Comment interpréter le Yijing chinois

(Yi Jing, I Ching, Yiking, Yijing, Yi King, Yih-king)
Livre des mutations, Livre des Oracles, Livre de sagesse,
Le classique des mutations.



Comment interpréter le Yijing chinois.
La préface de Carl Gustav Jung 03

Cette affirmation présuppose un certain principe curieux que j’ai nommé synchronicité, concept qui formule un point de vue diamétralement opposé au point de vue causal. Puisque ce dernier est une vérité purement statistique et non absolue, c’est une sorte d’hypothèse de travail concernant la manière dont les événements sortent les uns des autres, tandis que la synchronicité prend la coïncidence des événements dans l’espace et le temps comme signifiant plus qu’un pur hasard, à savoir une interdépendance particulière d’événements objectifs entre eux aussi bien qu’avec les états subjectifs (psychiques) de l’observateur ou des observateurs. L’ancien esprit chinois contemple le cosmos d’une manière comparable à celle du physicien moderne, qui ne peut pas nier que son modèle du monde soit une structure nettement psychophysique.

L’événement microphysique inclut 1’observateur tout comme la réalité sous-jacente au Yi Jing comprend des conditions subjectives, c’est-à-dire psychiques, dans la totalité de la situation du moment Tout comme la causalité décrit la suite d’événements, ainsi, pour l’esprit chinois, la synchronicité traite de la coïncidence des événements. Le point de vue causal nous raconte une histoire dramatique sur la manière dont D est venu à l’existence -. il a tiré son origine de C, qui existait avant D, et C à son tour avait un père, B, etc. De son côté la vision synchronistique s’efforce de produire un tableau de coïncidence aussi rempli de signification.

Comment se fait-il que A’, B’, C’, D’, etc. apparaissent tous au même moment et au même endroit ?
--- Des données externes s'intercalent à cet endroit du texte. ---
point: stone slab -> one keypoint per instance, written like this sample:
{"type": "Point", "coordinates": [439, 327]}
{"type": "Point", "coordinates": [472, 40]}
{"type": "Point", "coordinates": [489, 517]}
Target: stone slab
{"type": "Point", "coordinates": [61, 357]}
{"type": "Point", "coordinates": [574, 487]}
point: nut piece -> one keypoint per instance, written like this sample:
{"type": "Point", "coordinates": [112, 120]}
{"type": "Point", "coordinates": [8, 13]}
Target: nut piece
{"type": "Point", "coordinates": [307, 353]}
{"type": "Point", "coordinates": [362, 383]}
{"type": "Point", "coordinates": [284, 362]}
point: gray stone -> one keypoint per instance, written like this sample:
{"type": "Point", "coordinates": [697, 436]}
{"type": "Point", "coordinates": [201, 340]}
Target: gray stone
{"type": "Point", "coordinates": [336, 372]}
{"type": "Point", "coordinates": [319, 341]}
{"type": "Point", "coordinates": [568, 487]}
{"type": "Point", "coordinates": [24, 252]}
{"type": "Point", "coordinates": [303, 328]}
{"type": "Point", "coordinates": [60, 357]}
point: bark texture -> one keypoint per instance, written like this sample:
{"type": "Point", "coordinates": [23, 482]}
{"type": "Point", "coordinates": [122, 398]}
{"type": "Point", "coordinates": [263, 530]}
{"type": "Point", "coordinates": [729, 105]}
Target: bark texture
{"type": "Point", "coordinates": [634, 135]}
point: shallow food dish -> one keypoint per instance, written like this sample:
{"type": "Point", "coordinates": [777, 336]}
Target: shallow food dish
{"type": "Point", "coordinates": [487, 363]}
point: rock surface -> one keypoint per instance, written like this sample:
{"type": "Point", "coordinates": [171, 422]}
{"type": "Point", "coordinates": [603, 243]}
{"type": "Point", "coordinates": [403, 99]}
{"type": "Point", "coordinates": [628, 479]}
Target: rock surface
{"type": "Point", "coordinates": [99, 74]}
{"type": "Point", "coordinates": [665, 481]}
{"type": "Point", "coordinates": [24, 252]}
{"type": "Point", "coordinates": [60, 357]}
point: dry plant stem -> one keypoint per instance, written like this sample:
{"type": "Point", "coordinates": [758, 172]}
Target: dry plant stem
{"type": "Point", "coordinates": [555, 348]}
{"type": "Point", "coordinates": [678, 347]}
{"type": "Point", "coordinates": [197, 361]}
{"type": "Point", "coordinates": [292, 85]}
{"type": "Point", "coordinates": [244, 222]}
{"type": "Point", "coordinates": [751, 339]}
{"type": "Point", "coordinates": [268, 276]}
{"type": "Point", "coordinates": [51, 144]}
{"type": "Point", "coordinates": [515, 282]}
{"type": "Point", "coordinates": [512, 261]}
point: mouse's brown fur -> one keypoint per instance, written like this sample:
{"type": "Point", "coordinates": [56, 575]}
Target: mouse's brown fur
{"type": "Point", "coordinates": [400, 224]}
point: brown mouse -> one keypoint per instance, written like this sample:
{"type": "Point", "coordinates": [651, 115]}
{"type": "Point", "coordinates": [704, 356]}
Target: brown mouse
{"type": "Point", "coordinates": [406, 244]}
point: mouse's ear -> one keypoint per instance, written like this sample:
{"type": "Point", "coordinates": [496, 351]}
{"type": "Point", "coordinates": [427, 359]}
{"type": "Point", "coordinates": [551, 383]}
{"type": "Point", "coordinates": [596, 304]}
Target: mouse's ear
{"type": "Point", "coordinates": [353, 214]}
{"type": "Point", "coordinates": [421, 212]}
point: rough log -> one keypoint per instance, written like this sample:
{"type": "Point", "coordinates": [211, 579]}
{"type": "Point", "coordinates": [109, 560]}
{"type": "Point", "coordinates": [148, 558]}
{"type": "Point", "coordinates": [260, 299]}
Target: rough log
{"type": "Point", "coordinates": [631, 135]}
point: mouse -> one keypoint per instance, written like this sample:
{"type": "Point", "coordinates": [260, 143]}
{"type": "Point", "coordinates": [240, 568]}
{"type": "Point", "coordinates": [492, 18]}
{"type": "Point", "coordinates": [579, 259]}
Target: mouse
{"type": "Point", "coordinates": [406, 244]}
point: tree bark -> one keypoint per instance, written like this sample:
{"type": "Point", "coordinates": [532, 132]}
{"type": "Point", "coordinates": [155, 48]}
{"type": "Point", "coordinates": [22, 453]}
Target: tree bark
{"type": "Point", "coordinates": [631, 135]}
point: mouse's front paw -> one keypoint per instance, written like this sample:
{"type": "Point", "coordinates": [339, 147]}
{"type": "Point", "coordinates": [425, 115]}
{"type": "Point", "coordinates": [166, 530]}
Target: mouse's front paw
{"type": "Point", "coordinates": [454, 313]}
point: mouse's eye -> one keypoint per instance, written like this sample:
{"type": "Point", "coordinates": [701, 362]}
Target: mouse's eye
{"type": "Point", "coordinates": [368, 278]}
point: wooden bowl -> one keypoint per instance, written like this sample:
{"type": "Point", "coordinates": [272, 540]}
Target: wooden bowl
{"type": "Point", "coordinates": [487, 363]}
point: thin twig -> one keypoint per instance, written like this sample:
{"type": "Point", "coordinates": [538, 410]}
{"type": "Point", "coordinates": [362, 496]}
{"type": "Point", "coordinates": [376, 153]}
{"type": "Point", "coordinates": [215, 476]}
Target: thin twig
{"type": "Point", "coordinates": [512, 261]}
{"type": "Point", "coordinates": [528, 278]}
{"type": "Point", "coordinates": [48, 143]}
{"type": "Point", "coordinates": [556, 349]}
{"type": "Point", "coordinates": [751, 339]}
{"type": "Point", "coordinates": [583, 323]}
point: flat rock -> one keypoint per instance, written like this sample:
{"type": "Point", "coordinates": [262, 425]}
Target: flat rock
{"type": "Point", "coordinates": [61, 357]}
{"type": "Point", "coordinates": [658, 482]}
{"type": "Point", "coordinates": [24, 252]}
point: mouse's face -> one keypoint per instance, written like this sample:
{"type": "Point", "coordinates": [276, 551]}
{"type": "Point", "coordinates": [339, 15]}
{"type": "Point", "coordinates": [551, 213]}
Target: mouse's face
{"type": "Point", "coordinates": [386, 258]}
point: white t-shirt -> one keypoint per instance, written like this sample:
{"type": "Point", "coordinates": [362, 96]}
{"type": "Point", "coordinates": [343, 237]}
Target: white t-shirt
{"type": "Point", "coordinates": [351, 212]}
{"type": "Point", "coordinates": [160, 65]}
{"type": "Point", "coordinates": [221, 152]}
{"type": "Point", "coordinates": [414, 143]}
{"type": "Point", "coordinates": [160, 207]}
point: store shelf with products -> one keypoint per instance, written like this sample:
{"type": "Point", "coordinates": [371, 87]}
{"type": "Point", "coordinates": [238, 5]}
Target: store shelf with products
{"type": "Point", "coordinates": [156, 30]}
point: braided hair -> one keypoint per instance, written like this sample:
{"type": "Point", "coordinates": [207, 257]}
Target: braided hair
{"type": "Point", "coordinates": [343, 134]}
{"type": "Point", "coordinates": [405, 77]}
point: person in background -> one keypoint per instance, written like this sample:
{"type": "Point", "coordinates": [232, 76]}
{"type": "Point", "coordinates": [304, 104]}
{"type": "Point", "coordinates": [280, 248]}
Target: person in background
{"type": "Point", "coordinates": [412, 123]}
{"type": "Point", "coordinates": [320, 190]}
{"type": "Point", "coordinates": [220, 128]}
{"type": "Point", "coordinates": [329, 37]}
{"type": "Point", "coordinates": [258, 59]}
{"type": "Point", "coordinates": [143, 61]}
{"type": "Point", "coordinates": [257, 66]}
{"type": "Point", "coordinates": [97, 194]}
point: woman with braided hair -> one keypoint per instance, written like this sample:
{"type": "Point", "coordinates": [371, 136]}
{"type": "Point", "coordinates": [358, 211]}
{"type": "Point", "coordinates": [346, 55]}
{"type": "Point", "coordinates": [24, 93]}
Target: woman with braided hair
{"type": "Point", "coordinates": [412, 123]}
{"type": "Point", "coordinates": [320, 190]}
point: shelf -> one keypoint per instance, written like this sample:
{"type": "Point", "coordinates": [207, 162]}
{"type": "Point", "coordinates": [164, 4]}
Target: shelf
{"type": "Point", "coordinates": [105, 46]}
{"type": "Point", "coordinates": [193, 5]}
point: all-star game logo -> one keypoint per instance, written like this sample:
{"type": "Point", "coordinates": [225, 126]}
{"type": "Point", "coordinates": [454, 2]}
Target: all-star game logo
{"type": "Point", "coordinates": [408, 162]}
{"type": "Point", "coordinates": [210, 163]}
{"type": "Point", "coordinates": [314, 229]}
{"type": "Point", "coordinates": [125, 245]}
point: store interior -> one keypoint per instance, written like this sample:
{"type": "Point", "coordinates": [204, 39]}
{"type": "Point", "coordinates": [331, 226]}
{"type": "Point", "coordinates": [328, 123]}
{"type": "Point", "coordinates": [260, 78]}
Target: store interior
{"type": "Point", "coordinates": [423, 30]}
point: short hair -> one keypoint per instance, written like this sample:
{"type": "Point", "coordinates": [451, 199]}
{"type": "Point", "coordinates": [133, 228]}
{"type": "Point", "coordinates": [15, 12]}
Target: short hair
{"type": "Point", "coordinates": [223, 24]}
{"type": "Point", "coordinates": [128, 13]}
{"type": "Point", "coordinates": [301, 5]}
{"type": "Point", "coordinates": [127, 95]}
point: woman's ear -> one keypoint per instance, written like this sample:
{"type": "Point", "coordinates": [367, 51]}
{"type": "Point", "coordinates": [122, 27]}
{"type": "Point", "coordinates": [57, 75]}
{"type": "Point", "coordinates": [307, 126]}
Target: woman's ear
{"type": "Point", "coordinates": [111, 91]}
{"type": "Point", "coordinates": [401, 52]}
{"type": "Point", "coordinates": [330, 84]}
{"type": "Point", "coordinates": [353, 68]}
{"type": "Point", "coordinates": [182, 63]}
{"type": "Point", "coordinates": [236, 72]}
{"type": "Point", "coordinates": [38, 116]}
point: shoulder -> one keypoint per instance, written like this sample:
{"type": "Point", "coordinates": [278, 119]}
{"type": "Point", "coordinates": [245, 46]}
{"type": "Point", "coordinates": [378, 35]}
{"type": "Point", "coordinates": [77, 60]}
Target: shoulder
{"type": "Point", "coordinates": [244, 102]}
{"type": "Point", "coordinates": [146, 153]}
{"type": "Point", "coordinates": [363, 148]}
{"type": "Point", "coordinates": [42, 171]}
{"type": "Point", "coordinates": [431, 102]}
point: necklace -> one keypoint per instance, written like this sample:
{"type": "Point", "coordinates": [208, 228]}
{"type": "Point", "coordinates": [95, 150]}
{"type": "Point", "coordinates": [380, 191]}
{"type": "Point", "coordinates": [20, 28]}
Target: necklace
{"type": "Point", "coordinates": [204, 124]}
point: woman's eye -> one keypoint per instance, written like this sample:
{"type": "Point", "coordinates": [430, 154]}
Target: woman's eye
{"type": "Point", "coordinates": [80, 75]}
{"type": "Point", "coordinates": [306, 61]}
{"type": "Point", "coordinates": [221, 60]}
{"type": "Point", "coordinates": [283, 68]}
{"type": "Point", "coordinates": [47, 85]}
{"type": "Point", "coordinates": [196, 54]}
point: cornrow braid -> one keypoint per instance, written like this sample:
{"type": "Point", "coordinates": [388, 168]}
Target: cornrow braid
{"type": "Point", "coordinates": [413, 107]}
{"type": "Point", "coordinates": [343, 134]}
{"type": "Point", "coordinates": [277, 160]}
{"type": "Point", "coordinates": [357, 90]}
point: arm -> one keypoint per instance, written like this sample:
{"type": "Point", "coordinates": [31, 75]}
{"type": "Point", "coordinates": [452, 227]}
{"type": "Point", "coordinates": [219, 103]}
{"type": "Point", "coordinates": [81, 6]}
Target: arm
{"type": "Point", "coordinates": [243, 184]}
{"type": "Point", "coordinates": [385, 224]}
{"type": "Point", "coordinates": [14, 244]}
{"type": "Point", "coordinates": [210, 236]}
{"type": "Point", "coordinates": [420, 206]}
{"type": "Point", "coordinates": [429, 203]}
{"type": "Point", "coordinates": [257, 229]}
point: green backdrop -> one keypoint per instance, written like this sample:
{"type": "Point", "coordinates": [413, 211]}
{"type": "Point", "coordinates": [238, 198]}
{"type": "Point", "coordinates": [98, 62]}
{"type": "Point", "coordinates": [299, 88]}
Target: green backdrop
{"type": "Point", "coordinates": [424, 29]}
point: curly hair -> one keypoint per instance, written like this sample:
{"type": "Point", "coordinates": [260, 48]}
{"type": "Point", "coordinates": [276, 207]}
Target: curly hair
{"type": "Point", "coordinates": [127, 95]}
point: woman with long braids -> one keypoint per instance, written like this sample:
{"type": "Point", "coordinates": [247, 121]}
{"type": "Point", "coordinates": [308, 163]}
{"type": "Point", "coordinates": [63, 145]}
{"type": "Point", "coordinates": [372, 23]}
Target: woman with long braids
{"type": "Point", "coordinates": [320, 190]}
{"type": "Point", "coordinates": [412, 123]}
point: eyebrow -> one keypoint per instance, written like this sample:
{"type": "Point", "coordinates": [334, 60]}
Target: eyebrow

Cela se produit tout d’abord parce que les événements physiques A’ et B’ sont de même qualité que les événements psychiques C’ et D’, et ensuite parce que tous sont les exposants d’une seule et même situation momentanée. Cette situation est considérée comme représentant un tableau lisible et compréhensible. Les soixante-quatre hexagrammes du Yi Jing sont les instruments à l’aide desquels peut être déterminée la signification de soixante-quatre situations différentes mais typiques.
Ces interprétations sont équivalentes à des explications causales. La connexion causale est statistiquement nécessaire et peut par suite être soumise à l’expérience. Dans la mesure où les situations sont uniques et ne peuvent pas être répétées, l’expérimentation dans le domaine de la synchronicité semble être impossible dans des conditions ordinaires. Dans le Yi Jing, le seul critère de validité de la synchronicité est l’opinion de l’observateur constatant que le texte de l’hexagramme correspond fidèlement à sa condition psychique.
Il est admis que la chute des pièces de monnaie ou le résultat de la division des tiges d’achillée est ce qu’il doit être nécessairement dans une " situation " donnée, dans la mesure où tout ce qui survient au moment donné lui appartient comme une partie indispensable du tableau. Si une poignée d’allumettes est jetée sur le plancher, elles forment le dessin caractéristique de ce moment. Mais une vérité aussi évidente que celle-là ne révèle sa nature signifiante que s’il est possible de lire le dessin et de vérifier son interprétation, en partie grâce à la connaissance qu’a l’observateur de la situation subjective et objective, en partie par le caractère des événements subséquents. Ce n’est manifestement pas une procédure attrayante pour un esprit critique habitué à la vérification expérimentale de faits ou à l’évidence concrète. Mais pour quelqu’un qui aime regarder le monde sous l’angle qui était celui de l’ancienne Chine, le Yi Jing peut avoir un certain attrait.
Mon argumentation, telle que je viens de l’exposer, n’est évidemment jamais entrée dans un esprit chinois. Au contraire, selon les anciennes traditions, ce sont des " influences spirituelles " agissant d’une manière mystérieuse qui font que les tiges d’achillée donnent une réponse signifiante’. Ces puissances forment en quelque sorte l’âme vivante du livre. Comme celui-ci est une sorte d’être animé, la tradition affirme que l’on peut poser des questions au Yi Jing et s’attendre à recevoir des réponses intelligentes. C’est ainsi qu’il m’est venu à l’esprit que le lecteur non initié pourrait être intéressé en voyant le Yi Jing à l’oeuvre. A cette fin j’ai fait une expérience correspondant fidèlement à la conception chinoise : j’ai, en un sens, personnifié le Livre en demandant son jugement sur sa situation actuelle, c’est-à-dire mon intention de le présenter à l’esprit occidental.